As we get towards the end of Christmas week, even though we may have more festivities, whether New Year’s Eve parties or simply meeting with friends over the coming days to look forward to, thoughts begin to turn to the end of next week when many people will be taking down their festive decorations and packing them away for another year.
I don’t know about you but I find that time quite difficult. I’ve been affected by Seasonal Affective Disorder (SAD) for some years and I find the lack of daylight during the winter months can cause depression.
One of the ways in which I combat it, is to look forward to December, when so many homes have light displays in their gardens as well as indoors and, in particular, to decorating our Christmas tree. I make sure there are lots of lights on it as well as over one hundred and twenty gold-coloured baubles and other decorations, to bounce the light around.
However, the removal of the decorations and the tree coincides with the removal of exterior lights too: the insides and outsides of homes will be much darker over the coming weeks.
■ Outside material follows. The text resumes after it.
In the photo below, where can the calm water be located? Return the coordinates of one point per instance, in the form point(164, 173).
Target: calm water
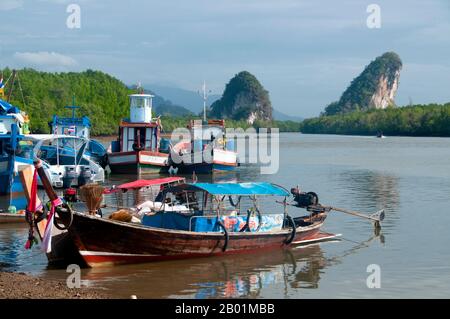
point(409, 177)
Though I haven’t been affected by SAD this winter nearly as much as in recent years, I know that the next month might prove to be a challenging time in that respect.
When I take the Christmas tree down, one thing which frustrates me every year is that however slowly and carefully I think I’m doing it, I find that, inevitably, once all the storage boxes have been filled and shut away in the loft, as the tree is taken outside, I’ll find one decoration or trim left on it. Hidden away deep in the branches will be one tiny bauble which I’ve overlooked.
Then I have to decide what to do about that. Should I go back into the loft and find a ‘safe’ place for that bauble to rest in or could I find somewhere else for it? Somewhere that, right now, seems accessible but which I know I’ll forget about before next December? Perhaps somewhere where I’ll come across it regularly, even though it might seem out of place during the rest of the year? Where should that tiny, insignificant remnant of Christmas stay during the next twelve months?
Yet, by far the most important post-Christmas decision I need to make as the decorations come down and the lights start to fade, is where I’m going to keep the smallest, yet also the greatest, gift of the season: the born-as-a-baby Jesus.
Will he be forgotten and stay hidden and overlooked among the other branches of my life? Or, when I notice him as I prepare for the tasks and challenges of 2024, will I put him in a safe but remote ‘lofty’ place to be checked on occasionally when I happen to be in that space? Or will I give him a more accessible space where he might be easily noticed but could be ignored just as easily?
No, I’m going to pick up and carry that tiny, shiny bauble, that greatest gift of Jesus’s love, with me, within me, every day of the new year and all my years. I pray that it will grow and shine out to be shared with other people, lightening their dark times too.
If you find one bauble or decoration left when you think you’ve packed them all away, think of it as a reminder that the light of Christmas, the light of the world, Jesus is with us always, whether we feel him very close to us or whether he seems to be packed away somewhere for a time. He will always come back to remind us that he’s with us still.
May we each carry his light be with us as we go into the new year.
Thank you for reading my blog during 2023 and I look forward to sharing more thoughts with you in 2024.